А потом за меня принялась Клаудия.
- Хочу домой, - заявила она, когда я вошел в спальню. Она стояла возле кровати и складывала вещи в чемодан.
- Что, с мамой поговорила?
- Может, и говорила, - ответила она.
Что значит это «может» - я так и не понял.
- Дорогая, - начал я, - на четверг у меня назначена встреча с полицией, там все и выяснится. Можем поехать домой сразу после этого.
- Но почему нельзя было назначить на сегодня или на завтра?
- Потому что до того мне надо кое с кем переговорить, и я увижусь с этими людьми только завтра вечером, на скачках в Челтенхеме.
Она перестала складывать вещи и уселась на кровать.
- Я этого не понимаю. Если человек, пытавшийся тебя убить, теперь мертв, к чему нам прятаться?
- Могут быть и другие, - ответил я. - Не хочу рисковать без необходимости. Ты мне слишком дорога.
Я сел на кровать рядом с Клаудией и обнял ее за плечи.
- Но я здесь страшно скучаю, - жалобно сказала она. - И потом у меня кончились чистые трусики.
Ах, вот она в чем, истинная причина такой спешки.
- Вот что, - сказал я. - Я обещал маме отвезти ее в Вудменкоут завтра. Так почему бы нам всем не пообедать где-нибудь сегодня вечером? А завтра, сразу после ленча, поедем в Вудменкоут вместе с мамой, и ты сможешь остаться у нее или поехать со мной на скачки. Что скажешь?
- Я не хочу на скачки.
- Ладно, как хочешь, - сказал я. - Тогда останешься у мамы.
- Ну хорошо, - протянула она. - А куда поедем сегодня обедать?
- В какое-нибудь тихое милое местечко, где подают хорошую еду.
«И туда, где меня не узнает кто-нибудь из местных».
По рекомендации Джен мы отправились в гостиницу «Медведь» в Хангерфорде, где заказали роскошный обед в пивном баре и бутылку дорогого вина к нему.
- Буду скучать без вас, - сказала Джен, когда нам подали кофе. - Приятно, когда в доме много народа.
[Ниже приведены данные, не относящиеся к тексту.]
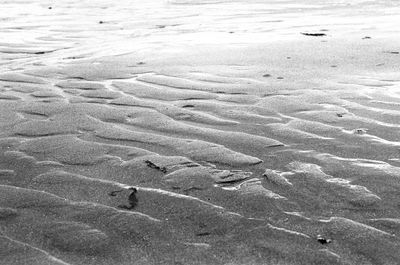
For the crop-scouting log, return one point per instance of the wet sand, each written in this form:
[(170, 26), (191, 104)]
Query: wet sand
[(199, 132)]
Приезжайте на Рождество. Обещаете?
Мама с Клаудией обещали, произнесли за это тост, подняв бокалы с бренди. Напиток сделал свое дело, мои дамы успокоились, и я благополучно отвез их, веселых и довольных, назад в Лэмбурн, где они тут же улеглись спать.
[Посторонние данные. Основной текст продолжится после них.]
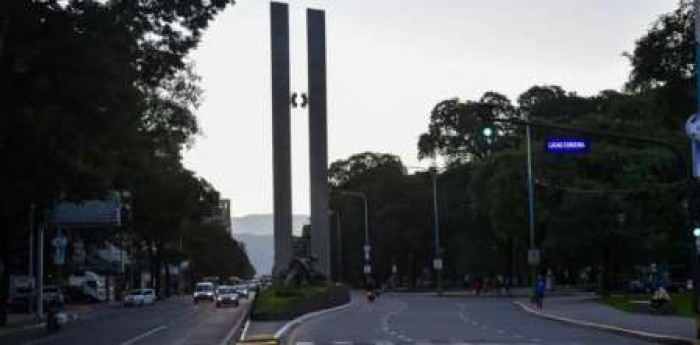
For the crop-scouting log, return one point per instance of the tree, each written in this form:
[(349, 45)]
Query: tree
[(91, 92), (455, 129)]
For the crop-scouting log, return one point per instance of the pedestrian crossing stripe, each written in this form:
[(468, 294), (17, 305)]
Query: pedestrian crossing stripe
[(435, 342)]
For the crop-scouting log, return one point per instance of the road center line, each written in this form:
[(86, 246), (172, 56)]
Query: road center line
[(143, 335)]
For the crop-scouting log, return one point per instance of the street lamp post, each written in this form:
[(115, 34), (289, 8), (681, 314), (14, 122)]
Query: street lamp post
[(531, 200), (367, 268), (691, 206), (339, 244), (437, 264)]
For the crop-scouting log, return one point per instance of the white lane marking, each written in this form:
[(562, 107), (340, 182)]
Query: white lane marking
[(143, 335), (245, 329)]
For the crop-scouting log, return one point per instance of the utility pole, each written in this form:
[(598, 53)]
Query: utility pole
[(30, 268), (437, 261), (40, 271), (438, 254), (531, 203), (368, 267), (691, 183)]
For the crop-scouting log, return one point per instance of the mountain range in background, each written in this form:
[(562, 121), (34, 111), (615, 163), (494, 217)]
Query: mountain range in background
[(256, 232)]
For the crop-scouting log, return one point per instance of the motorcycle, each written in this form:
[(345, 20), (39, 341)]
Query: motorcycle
[(55, 319), (370, 296)]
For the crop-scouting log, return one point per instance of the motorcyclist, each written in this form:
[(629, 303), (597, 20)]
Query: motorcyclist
[(369, 290), (54, 307)]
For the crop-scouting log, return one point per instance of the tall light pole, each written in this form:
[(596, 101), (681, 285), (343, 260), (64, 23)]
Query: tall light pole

- Полицейские там будут? - спросила Клаудия, когда до Вудменкоута оставалось несколько миль.
Тот же вопрос я задавал и себе с того самого момента, как согласился отвезти маму домой.
- А мне плевать, будут или нет, - откликнулась мама с заднего сиденья. - Прямо не терпится поскорее оказаться дома.
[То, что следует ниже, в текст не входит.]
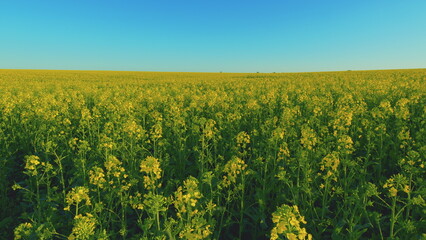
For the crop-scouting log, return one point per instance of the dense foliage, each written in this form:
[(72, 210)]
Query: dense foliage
[(137, 155)]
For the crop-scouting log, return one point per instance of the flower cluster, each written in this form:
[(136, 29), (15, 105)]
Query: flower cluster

- Если будут, - сказал я, - то притворюсь водителем такси, доставившим пассажиров до дома. - С этими словами я порылся в кармане и протянул Клаудии двадцатифунтовую банкноту. - Вот. Расплатишься со мной, и я сразу уеду. Ну, прежде, конечно, помогу выгрузить вещи. А позже позвоню вам, со скачек.
- Но ведь они могут узнать тебя, - заметила Клаудия.
- Придется рискнуть. Может, и не узнают.
Но меня куда больше беспокоило другое. Не хотелось приехать и увидеть, что дом опечатан как место преступления. На крыльце висит лента с надписью «Полиция. Не входить», на всех дверях замки.
Впрочем, беспокоился я напрасно. Приехав, мы не увидели ни лент, ни замков, ни полицейских.
Единственное новшество заключалось в том, что над головами нависал провод, отходил от угла дома и крепился к телеграфному столбу на лужайке - знак поспешной починки телефонного кабеля.
Мама отперла входную дверь ключом, впустила нас.
Все было как прежде. Никаких видимых признаков того, что всего неделю тому назад здесь произошла схватка не на жизнь, а насмерть. Впрочем, каждый из нас не удержался и взглянул на то место у подножия лестницы, где лежал стрелок. Никаких меловых линий, обводящих тело, никаких других признаков того, что здесь был труп. Ничего не говорило о том, что в доме имела место насильственная смерть.